During Q1 2010, net sales in the crane segment were $366.8m, down 45.5% from $672.9m in the first quarter of 2009 (Q1 2009). Crane sales were also 23.6% lower than in the fourth quarter of 2009, when sales totalled $480.2m.
Crane segment operating earnings for Q1 2010 decreased to $4.5m from $56.5m year-on-year. Operating earnings were down $13.8m from the fourth quarter of 2009, due primarily to lower sales volumes, Manitowoc said.
However, crane segment backlog totalled $613m as of 31 March, 2010, an increase of 7% from the $573m backlog at 31 December, 2009.
“While the first quarter results reflect the difficult operating conditions we are facing, we reported our first sequential increase in quarterly backlog since June 2008,” said Glen Tellock, Manitowoc chairman and CEO.
“Consistent with last quarter, we are seeing some bright spots in emerging markets such as Asia, Latin America and the Middle East, which are being offset by continued weakness in North America and Western Europe as expected.
“Our strategy has not changed; we continue to focus on positioning this business for growth as we emerge from this downturn. We are also taking advantage of our position in emerging markets globally.
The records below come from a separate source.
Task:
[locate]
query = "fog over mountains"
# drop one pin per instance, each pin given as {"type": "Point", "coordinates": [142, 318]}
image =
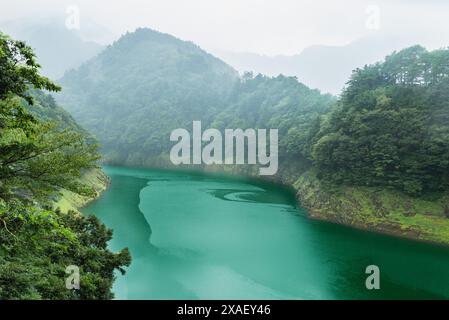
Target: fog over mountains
{"type": "Point", "coordinates": [322, 67]}
{"type": "Point", "coordinates": [58, 48]}
{"type": "Point", "coordinates": [326, 68]}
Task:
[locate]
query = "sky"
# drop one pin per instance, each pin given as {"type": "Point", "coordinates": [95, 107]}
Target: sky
{"type": "Point", "coordinates": [268, 27]}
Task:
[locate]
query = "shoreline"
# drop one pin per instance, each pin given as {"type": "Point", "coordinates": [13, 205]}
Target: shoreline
{"type": "Point", "coordinates": [299, 190]}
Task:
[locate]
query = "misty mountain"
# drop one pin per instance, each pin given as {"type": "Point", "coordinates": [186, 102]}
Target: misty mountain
{"type": "Point", "coordinates": [326, 68]}
{"type": "Point", "coordinates": [58, 49]}
{"type": "Point", "coordinates": [135, 92]}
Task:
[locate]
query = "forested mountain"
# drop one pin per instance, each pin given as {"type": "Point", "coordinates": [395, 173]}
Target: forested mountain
{"type": "Point", "coordinates": [282, 103]}
{"type": "Point", "coordinates": [139, 89]}
{"type": "Point", "coordinates": [322, 67]}
{"type": "Point", "coordinates": [148, 83]}
{"type": "Point", "coordinates": [391, 127]}
{"type": "Point", "coordinates": [43, 151]}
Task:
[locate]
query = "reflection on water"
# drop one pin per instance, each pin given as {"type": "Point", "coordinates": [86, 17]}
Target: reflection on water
{"type": "Point", "coordinates": [205, 237]}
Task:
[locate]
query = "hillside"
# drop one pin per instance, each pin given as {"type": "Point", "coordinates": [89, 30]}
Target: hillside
{"type": "Point", "coordinates": [58, 48]}
{"type": "Point", "coordinates": [322, 67]}
{"type": "Point", "coordinates": [139, 89]}
{"type": "Point", "coordinates": [376, 158]}
{"type": "Point", "coordinates": [42, 151]}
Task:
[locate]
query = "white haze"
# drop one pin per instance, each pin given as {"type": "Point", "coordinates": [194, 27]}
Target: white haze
{"type": "Point", "coordinates": [275, 27]}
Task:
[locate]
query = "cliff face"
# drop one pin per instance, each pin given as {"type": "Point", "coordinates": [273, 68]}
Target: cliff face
{"type": "Point", "coordinates": [371, 209]}
{"type": "Point", "coordinates": [379, 210]}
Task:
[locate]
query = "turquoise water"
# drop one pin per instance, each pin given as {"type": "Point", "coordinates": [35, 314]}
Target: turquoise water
{"type": "Point", "coordinates": [196, 236]}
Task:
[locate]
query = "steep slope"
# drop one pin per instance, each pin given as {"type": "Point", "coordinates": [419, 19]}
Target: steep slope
{"type": "Point", "coordinates": [142, 87]}
{"type": "Point", "coordinates": [45, 108]}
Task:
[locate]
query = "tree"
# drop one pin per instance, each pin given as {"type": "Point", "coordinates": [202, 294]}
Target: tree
{"type": "Point", "coordinates": [391, 125]}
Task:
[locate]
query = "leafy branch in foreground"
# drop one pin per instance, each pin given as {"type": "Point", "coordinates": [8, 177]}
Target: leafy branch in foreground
{"type": "Point", "coordinates": [38, 158]}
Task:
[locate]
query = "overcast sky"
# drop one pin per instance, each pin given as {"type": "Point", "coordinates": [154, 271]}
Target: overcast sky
{"type": "Point", "coordinates": [262, 26]}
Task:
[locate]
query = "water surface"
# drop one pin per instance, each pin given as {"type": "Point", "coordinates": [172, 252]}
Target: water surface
{"type": "Point", "coordinates": [196, 236]}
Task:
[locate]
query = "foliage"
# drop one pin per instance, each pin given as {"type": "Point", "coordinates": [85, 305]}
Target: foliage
{"type": "Point", "coordinates": [36, 246]}
{"type": "Point", "coordinates": [41, 151]}
{"type": "Point", "coordinates": [134, 93]}
{"type": "Point", "coordinates": [391, 126]}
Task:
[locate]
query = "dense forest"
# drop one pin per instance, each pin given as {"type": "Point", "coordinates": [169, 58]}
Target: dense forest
{"type": "Point", "coordinates": [389, 128]}
{"type": "Point", "coordinates": [386, 137]}
{"type": "Point", "coordinates": [42, 151]}
{"type": "Point", "coordinates": [391, 125]}
{"type": "Point", "coordinates": [375, 157]}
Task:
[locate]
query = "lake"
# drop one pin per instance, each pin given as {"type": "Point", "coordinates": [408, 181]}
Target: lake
{"type": "Point", "coordinates": [203, 236]}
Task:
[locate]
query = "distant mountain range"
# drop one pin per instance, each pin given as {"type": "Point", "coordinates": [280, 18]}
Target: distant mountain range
{"type": "Point", "coordinates": [58, 49]}
{"type": "Point", "coordinates": [326, 68]}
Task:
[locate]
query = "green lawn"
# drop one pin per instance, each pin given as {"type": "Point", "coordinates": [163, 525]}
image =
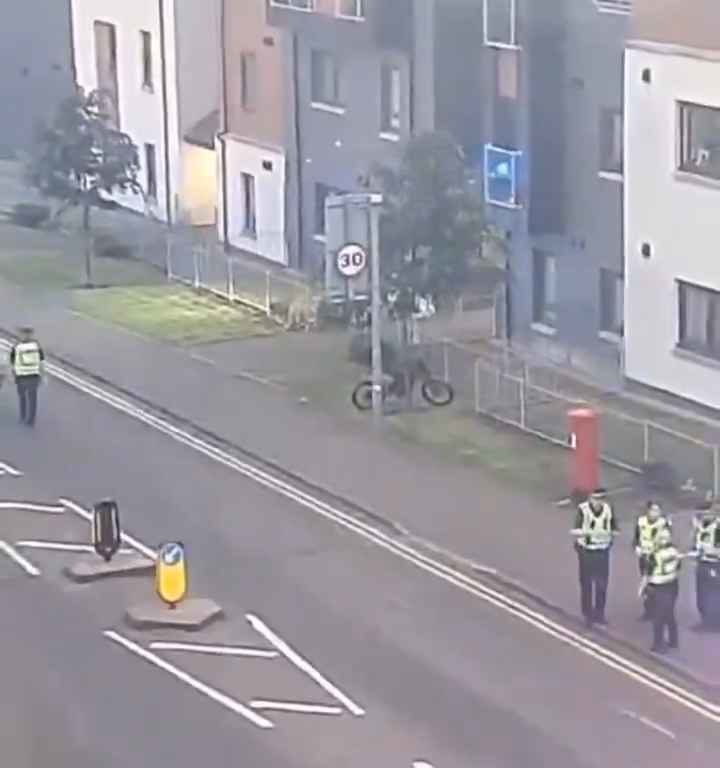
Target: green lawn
{"type": "Point", "coordinates": [171, 313]}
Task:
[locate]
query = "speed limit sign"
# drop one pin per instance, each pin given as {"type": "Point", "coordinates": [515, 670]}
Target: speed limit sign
{"type": "Point", "coordinates": [351, 260]}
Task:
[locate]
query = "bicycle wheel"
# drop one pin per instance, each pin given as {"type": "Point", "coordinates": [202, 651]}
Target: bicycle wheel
{"type": "Point", "coordinates": [362, 396]}
{"type": "Point", "coordinates": [437, 392]}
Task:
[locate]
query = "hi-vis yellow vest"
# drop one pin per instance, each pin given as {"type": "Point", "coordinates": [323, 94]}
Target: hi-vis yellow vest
{"type": "Point", "coordinates": [596, 528]}
{"type": "Point", "coordinates": [27, 359]}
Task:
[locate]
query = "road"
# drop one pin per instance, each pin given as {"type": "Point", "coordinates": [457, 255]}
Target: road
{"type": "Point", "coordinates": [394, 661]}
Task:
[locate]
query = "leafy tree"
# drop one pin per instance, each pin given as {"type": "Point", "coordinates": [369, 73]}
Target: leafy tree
{"type": "Point", "coordinates": [432, 229]}
{"type": "Point", "coordinates": [82, 159]}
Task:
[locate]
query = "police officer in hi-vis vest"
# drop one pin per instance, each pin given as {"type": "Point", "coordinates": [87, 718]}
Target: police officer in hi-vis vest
{"type": "Point", "coordinates": [595, 527]}
{"type": "Point", "coordinates": [662, 584]}
{"type": "Point", "coordinates": [26, 361]}
{"type": "Point", "coordinates": [647, 527]}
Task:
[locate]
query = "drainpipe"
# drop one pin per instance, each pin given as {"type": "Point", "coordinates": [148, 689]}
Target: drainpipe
{"type": "Point", "coordinates": [166, 119]}
{"type": "Point", "coordinates": [224, 124]}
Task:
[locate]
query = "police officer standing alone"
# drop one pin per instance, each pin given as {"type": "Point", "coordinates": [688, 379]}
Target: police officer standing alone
{"type": "Point", "coordinates": [663, 571]}
{"type": "Point", "coordinates": [648, 525]}
{"type": "Point", "coordinates": [26, 361]}
{"type": "Point", "coordinates": [595, 526]}
{"type": "Point", "coordinates": [706, 547]}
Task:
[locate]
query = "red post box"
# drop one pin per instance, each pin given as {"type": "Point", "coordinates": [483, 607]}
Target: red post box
{"type": "Point", "coordinates": [585, 450]}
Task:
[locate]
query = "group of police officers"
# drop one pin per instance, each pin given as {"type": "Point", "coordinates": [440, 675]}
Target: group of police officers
{"type": "Point", "coordinates": [659, 563]}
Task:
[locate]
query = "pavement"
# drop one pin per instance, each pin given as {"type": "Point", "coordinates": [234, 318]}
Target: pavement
{"type": "Point", "coordinates": [343, 644]}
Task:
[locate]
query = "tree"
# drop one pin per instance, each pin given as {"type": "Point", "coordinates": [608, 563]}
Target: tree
{"type": "Point", "coordinates": [82, 159]}
{"type": "Point", "coordinates": [432, 227]}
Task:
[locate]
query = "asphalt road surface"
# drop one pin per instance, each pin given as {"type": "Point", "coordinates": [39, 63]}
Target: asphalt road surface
{"type": "Point", "coordinates": [381, 661]}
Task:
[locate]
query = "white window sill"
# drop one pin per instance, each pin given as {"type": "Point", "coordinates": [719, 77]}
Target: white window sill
{"type": "Point", "coordinates": [696, 357]}
{"type": "Point", "coordinates": [611, 337]}
{"type": "Point", "coordinates": [545, 330]}
{"type": "Point", "coordinates": [611, 176]}
{"type": "Point", "coordinates": [695, 178]}
{"type": "Point", "coordinates": [332, 109]}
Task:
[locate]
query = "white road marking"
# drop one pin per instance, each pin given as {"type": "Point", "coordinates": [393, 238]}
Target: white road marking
{"type": "Point", "coordinates": [648, 722]}
{"type": "Point", "coordinates": [212, 693]}
{"type": "Point", "coordinates": [61, 546]}
{"type": "Point", "coordinates": [303, 665]}
{"type": "Point", "coordinates": [215, 650]}
{"type": "Point", "coordinates": [291, 706]}
{"type": "Point", "coordinates": [138, 546]}
{"type": "Point", "coordinates": [29, 506]}
{"type": "Point", "coordinates": [576, 640]}
{"type": "Point", "coordinates": [23, 562]}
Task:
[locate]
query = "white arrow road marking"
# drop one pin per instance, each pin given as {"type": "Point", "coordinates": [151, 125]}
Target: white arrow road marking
{"type": "Point", "coordinates": [126, 537]}
{"type": "Point", "coordinates": [212, 693]}
{"type": "Point", "coordinates": [215, 650]}
{"type": "Point", "coordinates": [303, 665]}
{"type": "Point", "coordinates": [296, 707]}
{"type": "Point", "coordinates": [535, 618]}
{"type": "Point", "coordinates": [62, 546]}
{"type": "Point", "coordinates": [646, 721]}
{"type": "Point", "coordinates": [29, 506]}
{"type": "Point", "coordinates": [16, 557]}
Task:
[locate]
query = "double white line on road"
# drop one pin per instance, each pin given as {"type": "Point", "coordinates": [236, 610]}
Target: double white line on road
{"type": "Point", "coordinates": [609, 658]}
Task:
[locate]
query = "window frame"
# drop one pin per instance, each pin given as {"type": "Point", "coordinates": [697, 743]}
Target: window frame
{"type": "Point", "coordinates": [512, 44]}
{"type": "Point", "coordinates": [710, 349]}
{"type": "Point", "coordinates": [683, 162]}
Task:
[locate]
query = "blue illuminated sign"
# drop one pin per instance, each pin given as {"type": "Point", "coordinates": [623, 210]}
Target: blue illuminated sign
{"type": "Point", "coordinates": [501, 171]}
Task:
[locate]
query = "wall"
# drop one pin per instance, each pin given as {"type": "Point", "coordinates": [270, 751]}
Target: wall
{"type": "Point", "coordinates": [36, 67]}
{"type": "Point", "coordinates": [141, 111]}
{"type": "Point", "coordinates": [244, 157]}
{"type": "Point", "coordinates": [677, 216]}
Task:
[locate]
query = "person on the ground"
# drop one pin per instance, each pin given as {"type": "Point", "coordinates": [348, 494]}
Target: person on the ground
{"type": "Point", "coordinates": [706, 548]}
{"type": "Point", "coordinates": [663, 571]}
{"type": "Point", "coordinates": [595, 527]}
{"type": "Point", "coordinates": [648, 525]}
{"type": "Point", "coordinates": [26, 362]}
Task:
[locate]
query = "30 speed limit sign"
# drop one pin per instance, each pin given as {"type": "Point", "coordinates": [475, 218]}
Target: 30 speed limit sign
{"type": "Point", "coordinates": [351, 260]}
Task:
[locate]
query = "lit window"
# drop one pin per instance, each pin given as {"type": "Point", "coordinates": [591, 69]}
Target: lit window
{"type": "Point", "coordinates": [699, 140]}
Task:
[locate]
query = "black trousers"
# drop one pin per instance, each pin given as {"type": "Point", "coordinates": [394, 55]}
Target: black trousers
{"type": "Point", "coordinates": [594, 567]}
{"type": "Point", "coordinates": [27, 387]}
{"type": "Point", "coordinates": [664, 597]}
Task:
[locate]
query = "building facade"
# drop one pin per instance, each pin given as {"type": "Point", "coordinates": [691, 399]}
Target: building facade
{"type": "Point", "coordinates": [159, 61]}
{"type": "Point", "coordinates": [672, 198]}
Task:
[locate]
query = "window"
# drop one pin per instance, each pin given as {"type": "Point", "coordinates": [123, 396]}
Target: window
{"type": "Point", "coordinates": [699, 319]}
{"type": "Point", "coordinates": [611, 141]}
{"type": "Point", "coordinates": [614, 6]}
{"type": "Point", "coordinates": [544, 289]}
{"type": "Point", "coordinates": [325, 85]}
{"type": "Point", "coordinates": [106, 65]}
{"type": "Point", "coordinates": [321, 193]}
{"type": "Point", "coordinates": [150, 172]}
{"type": "Point", "coordinates": [700, 140]}
{"type": "Point", "coordinates": [249, 210]}
{"type": "Point", "coordinates": [499, 23]}
{"type": "Point", "coordinates": [146, 44]}
{"type": "Point", "coordinates": [248, 81]}
{"type": "Point", "coordinates": [351, 9]}
{"type": "Point", "coordinates": [300, 5]}
{"type": "Point", "coordinates": [390, 98]}
{"type": "Point", "coordinates": [501, 176]}
{"type": "Point", "coordinates": [612, 302]}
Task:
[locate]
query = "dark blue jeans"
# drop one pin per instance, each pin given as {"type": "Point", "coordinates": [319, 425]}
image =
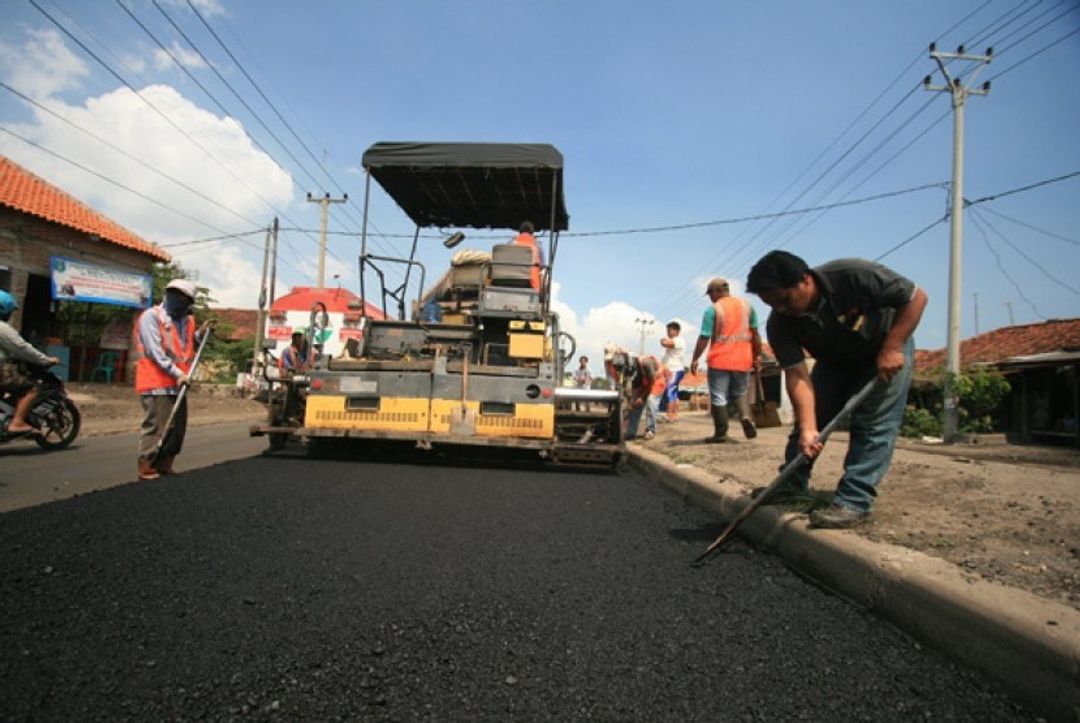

“We have maintained our efforts to strengthen our entire organisation through operational efficiencies and cost management, while investing in areas that will drive the highest return over the long-term such as innovation and aftermarket support.”
The poor sales performance of the crane segment was the main contributing factor to Manitowoc recording an overall sales decline of $721.9m during Q1 2010, down 29.7% from $1bn in Q1 2009.
Foodservice segment first quarter sales were relatively flat year-on-year, $355.1m in 2010 versus $354.7m in 2009, and against $358.5m in the fourth quarter of 2009.
In addition, the acquisition of Enodis continued to improve the foodservice segment’s margins, both year-on-year and sequentially.
“We saw pockets of strengthening demand in emerging markets, and signs that point toward further stabilisation and gradual improvement in the second half of 2010,” added Tellock.
“As expected, we are beginning to see increasing benefits from the operational efficiency, process improvements and cost reduction initiatives we implemented during 2009.”